El verdadero problema no es solo Herbert, sino un sistema editorial que fomenta estas prácticas. En todo el proceso de edición y publicación de Overol, nadie en Penguin Random House cuestionó la inclusión de este episodio. Esto evidencia una falla estructural donde lo escandaloso y superficial prevalece sobre lo ético. En serio no hubo nadie que le dijera: “carnal, esto fue sobre todo una crisis de salud mental de dos escritoras, no es ético usarlo”. Me pregunto también dónde estaba el editor que no le dijo que además de ser una mención deshumanizante, era irrelevante para el debate sobre la crítica literaria. Esto es un síntoma de una industria que, en lugar de fomentar debates profundos, se centra en el engagement y el ruido mediático.

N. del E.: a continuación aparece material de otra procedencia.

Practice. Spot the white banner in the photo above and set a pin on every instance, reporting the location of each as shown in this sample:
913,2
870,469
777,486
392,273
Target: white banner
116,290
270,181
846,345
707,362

Si algo nos enseñan casos como Cat Person o Amarilla, es que la literatura no está exenta de responsabilidad. La crítica literaria no desaparecerá por falta de ideas, sino porque seguimos perpetuando dinámicas que privilegian lo morboso sobre lo ético. Si queremos reconstruir la crítica en México debemos eliminar estas prácticas.

Julián podrá hablar de “angustias de legitimidades” todo lo que quiera, pero su análisis no abandona nada a la crítica literaria. Reducir el dolor humano a un espectáculo no es crítica, es negligencia. Y la negligencia nunca ha sido literaria.

La verdadera legitimidad de la literatura está en su capacidad de generar diálogo, reflexión y transformación. Si seguimos permitiendo que el morbo y la explotación dominen nuestras narrativas, perderemos lo más valioso de la literatura: su humanidad.